Dans les cas sévères d’héminégligence, les personnes atteintes peuvent ne pas se raser ou ne pas se maquiller le côté gauche du visage, par exemple. Lors de leurs déplacements, elles se cogneront régulièrement contre la partie gauche des portes et des pièces. Et si une autre personne, située à leur gauche, les appelle, elles pourront ne pas répondre, voire répondre à quelqu’un qui n’a pas sollicité leur attention mais qui se trouve à leur droite. « Surtout en phase aiguë après un accident vasculaire cérébral, certains patients ont le regard et la tête continuellement tournés vers la droite », précise en outre le professeur Paolo Bartolomeo, neurologue, directeur de recherche au sein de l’Institut du cerveau et de la moelle épinière (ICM - Paris).
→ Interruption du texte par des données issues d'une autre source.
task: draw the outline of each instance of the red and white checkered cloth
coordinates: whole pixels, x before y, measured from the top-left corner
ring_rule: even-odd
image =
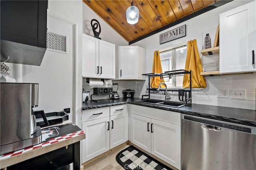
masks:
[[[59,142],[66,140],[67,139],[74,138],[74,137],[78,136],[84,134],[84,132],[83,130],[79,130],[77,132],[70,133],[69,134],[65,134],[65,135],[63,135],[61,136],[57,137],[57,138],[50,139],[48,141],[46,142],[42,142],[36,145],[28,147],[27,148],[22,149],[18,150],[16,150],[15,152],[12,152],[2,155],[0,156],[0,160],[2,160],[3,159],[10,158],[12,156],[14,156],[16,155],[19,155],[20,154],[26,152],[27,152],[32,150],[40,148],[46,146],[47,146],[55,144]]]

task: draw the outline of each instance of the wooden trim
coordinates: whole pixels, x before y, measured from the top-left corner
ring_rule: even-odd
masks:
[[[203,76],[213,76],[214,75],[222,75],[220,74],[219,71],[213,71],[208,72],[203,72],[200,73],[200,75]]]
[[[214,75],[236,75],[242,74],[253,74],[255,72],[249,72],[244,73],[229,73],[220,74],[219,71],[213,71],[208,72],[204,72],[200,73],[200,74],[203,76],[213,76]]]
[[[134,144],[133,143],[132,143],[132,142],[131,141],[130,141],[130,140],[129,140],[128,144],[129,144],[129,145],[132,145],[132,146],[133,146],[135,148],[140,150],[141,150],[143,152],[145,152],[145,153],[147,154],[148,154],[150,156],[151,156],[152,158],[154,158],[154,159],[155,159],[156,160],[158,160],[158,161],[159,161],[161,163],[162,163],[162,164],[164,164],[168,166],[169,166],[170,168],[171,168],[173,170],[178,170],[178,169],[177,169],[177,168],[174,167],[172,165],[162,160],[162,159],[160,159],[158,157],[156,156],[155,155],[152,154],[150,153],[149,153],[148,151],[146,151],[146,150],[145,150],[143,149],[142,148],[140,148],[140,147],[136,145],[136,144]]]
[[[82,163],[82,165],[84,166],[84,168],[86,169],[87,167],[91,166],[92,165],[101,160],[102,159],[104,158],[107,156],[108,156],[108,155],[114,152],[116,150],[124,146],[127,145],[127,144],[129,144],[128,141],[127,141],[117,146],[116,146],[110,150],[108,150],[107,152],[106,152],[103,154],[102,154],[100,155],[98,155],[92,159]]]
[[[220,0],[217,2],[215,4],[208,6],[206,8],[204,8],[199,11],[197,11],[196,12],[195,12],[191,14],[190,15],[186,16],[183,18],[180,18],[179,20],[178,20],[176,21],[174,21],[174,22],[172,22],[169,24],[168,24],[159,29],[156,30],[152,32],[151,32],[144,35],[143,36],[142,36],[140,37],[139,37],[133,41],[132,41],[130,42],[129,42],[129,45],[130,45],[134,43],[136,43],[136,42],[138,42],[139,41],[143,40],[144,38],[146,38],[147,37],[148,37],[150,36],[151,36],[153,35],[154,35],[156,33],[158,33],[159,32],[160,32],[162,31],[164,31],[167,29],[170,28],[172,26],[175,26],[181,23],[184,21],[186,21],[187,20],[190,20],[191,18],[192,18],[196,16],[198,16],[199,15],[200,15],[202,14],[204,14],[205,12],[206,12],[208,11],[210,11],[220,6],[223,5],[224,5],[226,4],[227,4],[228,2],[230,2],[233,1],[234,0]]]

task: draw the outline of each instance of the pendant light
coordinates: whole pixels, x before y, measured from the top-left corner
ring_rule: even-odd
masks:
[[[126,9],[126,20],[130,24],[134,24],[139,20],[139,9],[134,6],[133,0],[131,6]]]

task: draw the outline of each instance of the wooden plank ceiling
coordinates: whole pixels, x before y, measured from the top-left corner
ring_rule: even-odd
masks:
[[[140,11],[140,18],[138,23],[131,25],[126,22],[126,12],[132,0],[83,0],[129,44],[172,26],[172,23],[177,24],[230,1],[134,0],[134,5]]]

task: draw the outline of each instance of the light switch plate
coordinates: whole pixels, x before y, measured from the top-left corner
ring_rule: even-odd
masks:
[[[228,89],[218,89],[218,97],[228,98],[229,97]]]
[[[245,89],[232,89],[231,97],[231,99],[245,100],[246,90]]]

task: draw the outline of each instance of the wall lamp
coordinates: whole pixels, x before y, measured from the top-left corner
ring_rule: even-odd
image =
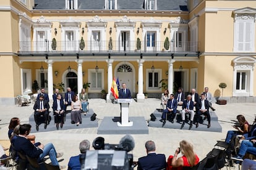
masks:
[[[109,28],[109,34],[111,34],[112,33],[112,27]]]
[[[55,75],[55,76],[57,77],[58,76],[58,75],[59,74],[59,72],[58,71],[54,71],[54,75]]]
[[[54,28],[54,34],[55,34],[55,35],[57,34],[57,28]]]

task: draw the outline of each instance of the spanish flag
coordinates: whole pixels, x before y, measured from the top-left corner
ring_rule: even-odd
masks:
[[[116,78],[114,78],[113,81],[111,85],[111,92],[114,95],[114,99],[118,99],[118,88],[116,83]]]

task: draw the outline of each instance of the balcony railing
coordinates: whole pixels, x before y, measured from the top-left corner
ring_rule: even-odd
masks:
[[[105,52],[113,51],[140,52],[195,52],[198,51],[198,42],[190,41],[169,41],[169,49],[165,49],[164,41],[141,41],[138,46],[136,41],[85,41],[84,44],[80,41],[59,41],[53,44],[51,41],[20,41],[20,52]],[[139,47],[140,46],[140,48]]]

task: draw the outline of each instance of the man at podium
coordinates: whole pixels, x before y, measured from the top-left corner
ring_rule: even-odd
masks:
[[[122,89],[119,91],[119,99],[131,99],[130,91],[126,88],[126,84],[122,83]]]

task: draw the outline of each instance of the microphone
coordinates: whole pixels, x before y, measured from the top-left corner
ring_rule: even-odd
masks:
[[[130,135],[126,135],[119,141],[119,147],[129,152],[135,147],[134,139]]]

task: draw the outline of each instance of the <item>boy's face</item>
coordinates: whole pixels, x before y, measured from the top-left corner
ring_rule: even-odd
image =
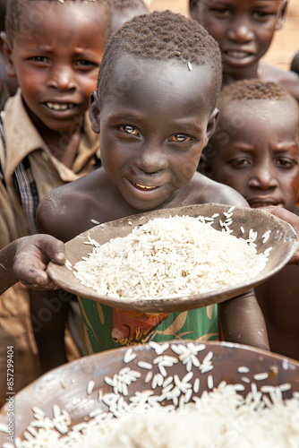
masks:
[[[90,115],[100,132],[103,167],[132,207],[158,207],[193,177],[216,124],[210,77],[205,65],[190,71],[187,63],[124,55],[101,101],[93,96]]]
[[[252,208],[294,211],[298,195],[298,107],[290,99],[231,100],[207,157],[210,177],[238,191]]]
[[[11,71],[33,116],[51,130],[68,131],[81,122],[97,85],[105,11],[91,2],[29,2],[21,20],[28,28],[13,39]]]
[[[224,72],[256,65],[283,23],[283,0],[198,0],[193,17],[219,43]],[[245,74],[245,73],[244,73]]]

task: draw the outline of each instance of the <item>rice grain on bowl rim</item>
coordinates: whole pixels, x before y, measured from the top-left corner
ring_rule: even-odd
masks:
[[[73,275],[100,296],[136,301],[192,296],[248,281],[264,269],[271,247],[257,254],[257,233],[252,228],[247,239],[231,235],[233,209],[219,219],[222,231],[211,226],[218,214],[175,215],[150,220],[102,246],[90,238],[85,243],[93,251],[75,263]]]

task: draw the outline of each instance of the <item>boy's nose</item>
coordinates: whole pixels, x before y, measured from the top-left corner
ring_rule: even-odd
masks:
[[[265,168],[256,168],[252,171],[248,185],[262,190],[273,189],[279,185],[276,173]]]
[[[70,90],[75,88],[73,71],[70,67],[60,65],[52,70],[48,86],[59,90]]]
[[[240,15],[230,23],[230,28],[227,31],[228,38],[231,40],[246,43],[254,39],[251,22],[243,15]]]
[[[165,169],[167,160],[159,145],[150,143],[144,144],[141,149],[135,164],[145,173],[152,174]]]

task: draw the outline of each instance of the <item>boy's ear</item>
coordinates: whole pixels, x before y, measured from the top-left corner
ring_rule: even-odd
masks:
[[[92,131],[96,134],[99,134],[99,112],[100,108],[98,91],[94,90],[90,98],[89,113]]]
[[[7,37],[7,34],[4,31],[1,32],[0,48],[4,59],[6,73],[8,74],[8,76],[11,76],[11,78],[16,78],[17,74],[15,73],[12,58],[13,46]]]
[[[278,18],[278,21],[277,21],[276,26],[275,26],[276,30],[280,30],[280,28],[283,26],[283,24],[286,22],[287,4],[288,4],[287,0],[283,0],[283,4],[281,6],[279,16]]]
[[[206,133],[206,138],[205,138],[205,142],[204,142],[204,147],[207,146],[209,140],[210,139],[210,136],[215,131],[217,122],[218,121],[218,116],[219,116],[219,110],[215,108],[213,112],[211,113],[208,125],[207,125],[207,133]]]

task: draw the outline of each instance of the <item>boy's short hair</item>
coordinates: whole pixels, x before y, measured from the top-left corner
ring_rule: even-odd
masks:
[[[241,80],[227,85],[220,93],[219,102],[227,102],[233,99],[285,99],[292,98],[286,90],[271,81],[259,79]]]
[[[2,0],[1,0],[2,1]],[[6,16],[5,16],[5,31],[10,42],[13,43],[13,35],[17,32],[21,32],[25,34],[30,32],[35,23],[40,23],[42,20],[41,13],[45,11],[45,16],[47,16],[47,8],[43,8],[43,4],[46,3],[58,3],[64,4],[67,2],[83,3],[90,1],[99,5],[104,6],[107,13],[107,38],[111,34],[111,24],[112,24],[112,6],[111,0],[7,0],[6,4]],[[22,22],[22,6],[28,3],[37,2],[40,7],[40,11],[37,11],[32,13],[31,20],[27,21],[30,22]]]
[[[148,9],[143,0],[112,0],[112,7],[114,10],[124,9],[124,8],[138,8],[139,6],[144,6]]]
[[[188,62],[208,65],[212,72],[211,110],[215,108],[222,82],[221,54],[218,42],[198,22],[167,10],[139,15],[125,22],[106,46],[98,72],[100,92],[107,91],[113,67],[124,54],[157,61],[175,59],[185,63],[186,67]]]

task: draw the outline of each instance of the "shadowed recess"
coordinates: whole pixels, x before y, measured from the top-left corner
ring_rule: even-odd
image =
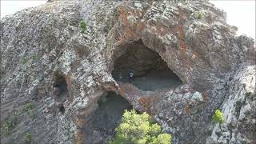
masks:
[[[98,101],[98,107],[86,123],[83,133],[86,135],[85,143],[89,142],[103,142],[97,138],[101,135],[108,138],[114,135],[114,129],[121,122],[125,110],[131,110],[132,106],[127,100],[114,92],[109,92]]]
[[[113,78],[130,82],[142,90],[172,88],[182,84],[159,54],[140,40],[124,46],[126,51],[114,63]],[[134,74],[129,81],[130,73]]]

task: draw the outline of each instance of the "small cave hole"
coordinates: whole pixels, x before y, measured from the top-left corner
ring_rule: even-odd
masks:
[[[84,140],[84,143],[102,143],[113,137],[115,134],[114,129],[121,122],[125,110],[130,110],[133,108],[126,99],[114,92],[102,95],[98,100],[98,106],[84,126],[83,132],[88,138]],[[98,135],[103,139],[98,139]]]
[[[62,75],[56,75],[53,86],[53,96],[55,99],[63,102],[67,97],[67,84],[65,78]]]
[[[125,110],[132,109],[132,106],[126,99],[114,92],[102,96],[98,101],[98,105],[93,125],[106,131],[111,131],[118,126]]]
[[[173,88],[182,84],[160,55],[147,48],[142,40],[122,47],[126,51],[115,59],[113,78],[130,82],[142,90]]]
Historiquement, ces troubles ont d’abord été attribués à une déficience visuelle, l’hémianopsie. Autrement dit, une perte de la vue touchant la moitié gauche du champ visuel. Il n’en est rien, et l’héminégligence est considérée aujourd’hui comme un trouble cognitif. L’héminégligence gauche est un déficit fréquent mais largement méconnu, y compris des cliniciens. On estime qu’environ la moitié des patients qui ont subi une lésion hémisphérique droite ayant donné lieu à une hémiplégie gauche peuvent présenter des signes de négligence. Selon les cas, ceux-ci disparaîtront rapidement ou persisteront durant des mois, des années ou toute la vie.
Federico Fellini, héminégligent
Le grand cinéaste Federico Fellini souffrait d’héminégligence à la fin de sa vie, à la suite d’un accident vasculaire cérébral. Caricaturiste pour des journaux satiriques durant sa jeunesse, il avait gardé le goût du dessin. Mais ce qu’il produisait à la demande des cliniciens était empreint d’une omission des détails du côté gauche. Lorsqu’on le soumettait au test de la bissection – scinder en son centre une ligne horizontale –, Fellini effectuait un trait vertical déporté vers la droite, comme s’il n’avait pas pris en compte la partie gauche de la ligne. Ce n’est pas tout : l’ancien cinéaste avait pris l’habitude de réaliser de petits dessins sur les lignes du test. Comme on s’en doute, il les plaçait presque toujours du côté droit. Mais, de surcroît, la partie gauche des dessins manquait. « On parle alors d’une négligence basée sur l’objet, précise Paolo Bartolomeo. Dans ce cas, la négligence ne porte pas seulement sur une fraction plus ou moins étendue de l’espace défini par la moitié gauche du champ visuel, mais concerne aussi l’espace à l’intérieur même des objets. »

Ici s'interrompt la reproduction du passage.